In the novel by Erin Somers A Decade-Long Liaison, the story centers on Cora, a woman in her prime who desperately wants a type of romance from another era from a bygone kind of man. Unfortunately for her, morality in 2015 is rigid and cynical, so rather than embarking on the affair, Cora spends a full decade overthinking it, fantasising about it and talking it over with the object of her desire, Sam – a father from her child's circle who works as “head narrative architect” at a mortgage start-up. This novel presents itself as a humorous twist on the traditional tale of infidelity and a sharp satire of a narrow, self-conscious group of economically slipping New Yorkers. One could call it the definitive narrative of middle-aged unfaithfulness our entire generation has coming: an energetic, clever critique of insufferable hand-wringers who’ve managed to ruin intimacy itself.

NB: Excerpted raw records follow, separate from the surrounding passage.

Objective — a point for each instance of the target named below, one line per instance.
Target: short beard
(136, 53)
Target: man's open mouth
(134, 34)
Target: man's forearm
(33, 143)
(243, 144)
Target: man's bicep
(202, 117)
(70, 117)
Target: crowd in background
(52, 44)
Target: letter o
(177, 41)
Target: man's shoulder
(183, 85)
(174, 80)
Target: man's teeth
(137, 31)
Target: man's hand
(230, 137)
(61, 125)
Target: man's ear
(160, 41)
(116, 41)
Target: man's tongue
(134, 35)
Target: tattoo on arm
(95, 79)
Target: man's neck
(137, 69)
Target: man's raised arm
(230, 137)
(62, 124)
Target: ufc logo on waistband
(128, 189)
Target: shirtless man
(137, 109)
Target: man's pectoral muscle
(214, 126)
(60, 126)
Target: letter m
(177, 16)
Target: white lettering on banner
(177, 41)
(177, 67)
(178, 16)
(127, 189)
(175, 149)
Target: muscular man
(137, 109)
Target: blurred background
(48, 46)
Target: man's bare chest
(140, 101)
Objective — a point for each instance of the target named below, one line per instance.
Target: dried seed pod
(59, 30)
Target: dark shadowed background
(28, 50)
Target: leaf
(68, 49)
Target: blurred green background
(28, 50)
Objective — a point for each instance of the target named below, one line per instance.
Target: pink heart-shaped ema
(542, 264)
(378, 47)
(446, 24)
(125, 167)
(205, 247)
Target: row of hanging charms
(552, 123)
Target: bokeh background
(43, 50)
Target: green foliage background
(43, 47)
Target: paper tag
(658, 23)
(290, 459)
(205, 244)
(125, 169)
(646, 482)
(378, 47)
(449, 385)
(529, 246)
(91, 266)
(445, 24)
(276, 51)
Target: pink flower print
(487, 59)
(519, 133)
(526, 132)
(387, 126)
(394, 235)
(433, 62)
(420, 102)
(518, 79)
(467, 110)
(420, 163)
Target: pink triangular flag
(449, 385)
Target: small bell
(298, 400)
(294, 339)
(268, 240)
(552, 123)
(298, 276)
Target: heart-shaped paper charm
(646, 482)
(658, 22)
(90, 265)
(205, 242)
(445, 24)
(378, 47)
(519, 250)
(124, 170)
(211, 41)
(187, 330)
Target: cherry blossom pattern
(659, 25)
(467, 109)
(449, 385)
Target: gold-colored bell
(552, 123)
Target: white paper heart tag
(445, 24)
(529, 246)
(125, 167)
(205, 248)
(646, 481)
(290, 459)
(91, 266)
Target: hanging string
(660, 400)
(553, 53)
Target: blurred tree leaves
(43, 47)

A Portrait of Self-Satisfied Discontent

Cora and her husband Eliot are smug, overeducated Brooklynites who, with rents rising and children growing, have relocated with hesitation to the suburbs. Caught in the “gruelling all-the-time-ness” of parenthood, they have desk jobs, a pair of kids, and a persistent mushroom proliferating beneath their bathroom tiles which they cannot afford or muster the will to fix. They spend time with other smug, overeducated Brooklynites who have fled the city to sip craft cocktails from rustic glassware and critique one another closer to nature. Yet Cora's isolation here, it stems not from her fussy, lifeless lens but because her new neighbours are “boring and self-absorbed, duller and vainer than they were back in the city”.

Her husband Eliot remains intellectually lofty and utterly unaware. He eats popcorn while she cleans vigorously and says he doesn’t wish to possess her. Cora imagines them attempting to endure a rustic life together, washing clothes on a stone while he forages for mushrooms. She longs for drama, some moral abandon, a partner who will plead, and worship, and “growl at the feet of the woman’s excellence”.

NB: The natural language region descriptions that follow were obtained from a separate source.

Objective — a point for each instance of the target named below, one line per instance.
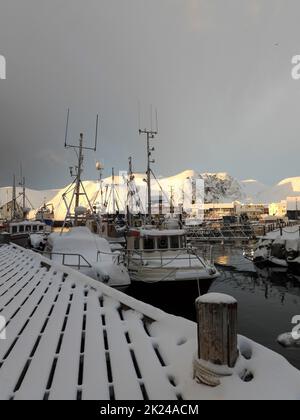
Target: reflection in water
(268, 299)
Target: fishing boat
(21, 231)
(46, 214)
(155, 255)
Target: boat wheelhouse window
(162, 242)
(174, 242)
(149, 243)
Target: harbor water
(268, 298)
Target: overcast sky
(218, 71)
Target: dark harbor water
(268, 299)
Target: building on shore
(278, 210)
(9, 209)
(293, 208)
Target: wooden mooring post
(217, 337)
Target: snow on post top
(217, 298)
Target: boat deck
(71, 337)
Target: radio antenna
(150, 135)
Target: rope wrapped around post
(217, 338)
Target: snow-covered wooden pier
(70, 337)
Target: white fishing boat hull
(179, 270)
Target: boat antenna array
(150, 135)
(76, 173)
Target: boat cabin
(26, 227)
(156, 240)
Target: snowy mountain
(218, 187)
(252, 188)
(289, 187)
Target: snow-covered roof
(27, 223)
(163, 232)
(70, 337)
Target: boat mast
(78, 177)
(23, 185)
(77, 185)
(150, 135)
(14, 199)
(113, 190)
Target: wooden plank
(125, 381)
(37, 378)
(65, 381)
(95, 378)
(13, 368)
(154, 376)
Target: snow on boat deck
(70, 337)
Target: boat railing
(82, 262)
(117, 257)
(182, 254)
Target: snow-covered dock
(71, 337)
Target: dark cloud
(219, 72)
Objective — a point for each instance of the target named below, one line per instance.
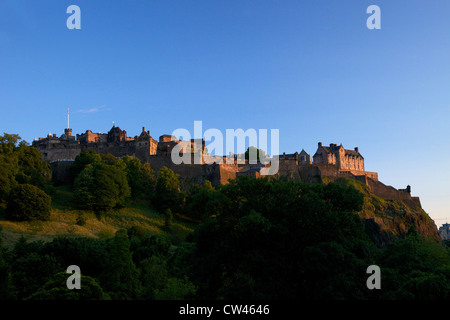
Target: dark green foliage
(101, 187)
(82, 161)
(56, 289)
(31, 270)
(204, 201)
(255, 153)
(90, 254)
(153, 276)
(21, 164)
(258, 239)
(263, 243)
(121, 277)
(141, 177)
(167, 192)
(168, 216)
(27, 202)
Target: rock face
(388, 219)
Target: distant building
(445, 231)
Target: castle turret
(68, 132)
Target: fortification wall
(61, 152)
(388, 192)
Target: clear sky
(311, 69)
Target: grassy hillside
(64, 222)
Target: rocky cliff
(388, 219)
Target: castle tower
(68, 131)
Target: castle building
(444, 231)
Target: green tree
(121, 277)
(6, 291)
(272, 240)
(27, 202)
(101, 187)
(168, 217)
(255, 152)
(82, 161)
(56, 289)
(32, 167)
(31, 271)
(204, 201)
(176, 289)
(141, 177)
(167, 191)
(153, 276)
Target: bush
(101, 187)
(27, 202)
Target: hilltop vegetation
(136, 235)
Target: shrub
(27, 202)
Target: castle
(328, 162)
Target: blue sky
(311, 69)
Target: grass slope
(64, 217)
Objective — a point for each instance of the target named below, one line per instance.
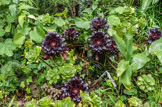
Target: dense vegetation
(83, 53)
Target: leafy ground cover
(69, 53)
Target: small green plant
(134, 102)
(146, 82)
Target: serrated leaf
(37, 35)
(138, 61)
(7, 47)
(18, 39)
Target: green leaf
(37, 35)
(120, 43)
(85, 24)
(139, 60)
(7, 47)
(122, 66)
(59, 22)
(21, 20)
(2, 31)
(129, 45)
(113, 20)
(18, 39)
(126, 78)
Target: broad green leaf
(24, 6)
(119, 10)
(94, 6)
(18, 39)
(22, 84)
(129, 45)
(138, 61)
(8, 27)
(156, 48)
(59, 22)
(32, 17)
(122, 66)
(119, 103)
(25, 30)
(2, 31)
(7, 47)
(12, 9)
(120, 43)
(145, 5)
(37, 35)
(155, 1)
(126, 78)
(5, 2)
(21, 20)
(113, 20)
(84, 24)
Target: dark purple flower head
(98, 41)
(72, 89)
(98, 23)
(154, 34)
(71, 33)
(53, 44)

"The mundane grind of everyday existence, you had to admire its consistency."

The Problem of High-Minded Longing

The central conflict is that she’s as high-minded and rigid as Eliot, and unable to surrender to primal passion. It’s “too much to ask her to be passionate” (about work, she says, but really about everything). What she feels for Sam are “tepid, barely beyond simple fondness”. She wants “a transcendent physical experience and not think about her life for a second”. But, for years, Sam demurs while Cora pines. She imagines a parallel reality running concurrent to her actual existence, where instead of bills and school pickups, she has sex and hotels and Sam. When her fictional romance fizzles, her mind conjures “a Gallic character called Baptiste” who teams up with Sam in assisting her from the tub, “leaving her with no duties, no tasks, no obligations, except to be worshipped like someone’s teenage wife, who’d died improbably of TB”.

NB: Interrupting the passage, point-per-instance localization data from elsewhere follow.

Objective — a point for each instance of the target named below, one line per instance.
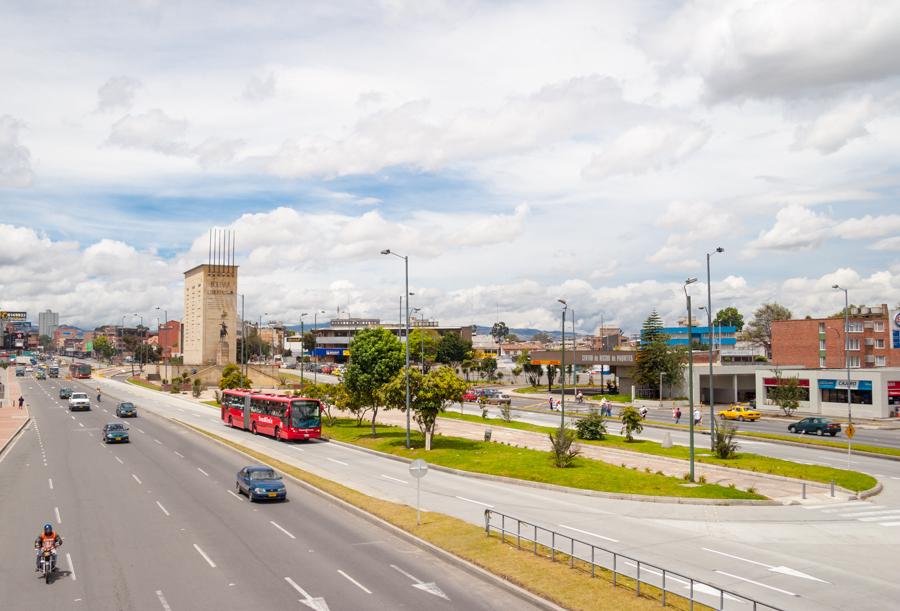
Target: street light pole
(405, 258)
(562, 377)
(847, 362)
(690, 372)
(712, 402)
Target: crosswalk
(861, 511)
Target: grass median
(525, 464)
(850, 480)
(553, 581)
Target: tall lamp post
(387, 251)
(302, 350)
(847, 362)
(687, 298)
(562, 377)
(712, 402)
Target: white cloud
(648, 148)
(15, 159)
(117, 93)
(835, 128)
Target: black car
(115, 432)
(126, 409)
(260, 483)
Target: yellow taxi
(739, 412)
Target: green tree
(232, 378)
(377, 357)
(729, 317)
(103, 348)
(423, 347)
(452, 349)
(631, 423)
(499, 332)
(759, 330)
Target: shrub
(725, 441)
(564, 447)
(591, 427)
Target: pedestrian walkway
(11, 417)
(783, 490)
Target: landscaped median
(552, 581)
(525, 464)
(849, 480)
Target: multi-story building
(47, 322)
(872, 340)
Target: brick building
(817, 343)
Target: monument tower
(210, 305)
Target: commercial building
(873, 333)
(47, 322)
(210, 315)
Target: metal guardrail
(549, 543)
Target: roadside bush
(726, 444)
(591, 427)
(564, 448)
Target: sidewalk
(780, 489)
(11, 417)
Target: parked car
(259, 483)
(115, 432)
(740, 413)
(822, 426)
(126, 409)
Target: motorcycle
(48, 561)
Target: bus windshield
(305, 414)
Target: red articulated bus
(279, 416)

A Disappointing Climax and Undercurrents

When they finally do give in to temptation, the sex is sad, without much play or complicity. It isn’t the nostalgically perfect affair she fantasized about for 10 years. Cora puts on a slinky dress and Sam “performs oral sex with grim determination in their hotel room” before dinner. One imagines that Cora wants to inhabit a James Salter novel, where intimacy is messy and ambiguous, where imbalances of control exist, and everyone misbehaves, and no one tallies the cost.

Throughout the novel the core issue for Cora: she has such cutting wit, but so little joy. Regarding an intimate picture from Sam, Cora complains, “he has clenched his abs and made sure he was hard, but has not cleared the frame of Crocs”. Since the event that killed their fun was having children, one worries about what these idiots are doing to their children. When Cora’s daughter asks about sex, the parents stumble. They start with babies then concede that sex isn’t always about babies. Eliot mentions a penis then admits it is not essential. Finally, he lands on, “you know genitals?”

Beneath the story flows a quiet theme of familiar middle-age questions: do our lives have meaning? Where do we go after death? These themes are more explicit in Cora’s imagined conversations. Reading these exchanges, the reader may ponder what lesson Cora and her jaded circle would take from their unsatisfying escapades. Would Cora grow more receptive of life’s flawed pleasures, its corny pleasures? Upon being questioned by Eliot about her affair in the middle of a podcast about rope, Cora reflects “every serious exchange is undermined by its particulars”. Some might say enhanced. But that’s not Cora, and Somers doesn’t give the protagonist easy revelations, or stretch her where she is unable to go.

An Ultimate Appraisal

This is a razor-sharp, uproariously funny, exquisitely detailed novel, crafted with such withering exactitude. It is profoundly self-aware, economical yet rich with implication: a depiction of an anxious, loin-girding generation in middle age, chronically embarrassed, at once afraid of and desperate for sensation. Perhaps this is solely a metropolitan trait. For the sake of argument, we'll assume so.

Hannah Vasquez
Hannah Vasquez

Cybersecurity specialist with over a decade of experience in data encryption and digital privacy advocacy.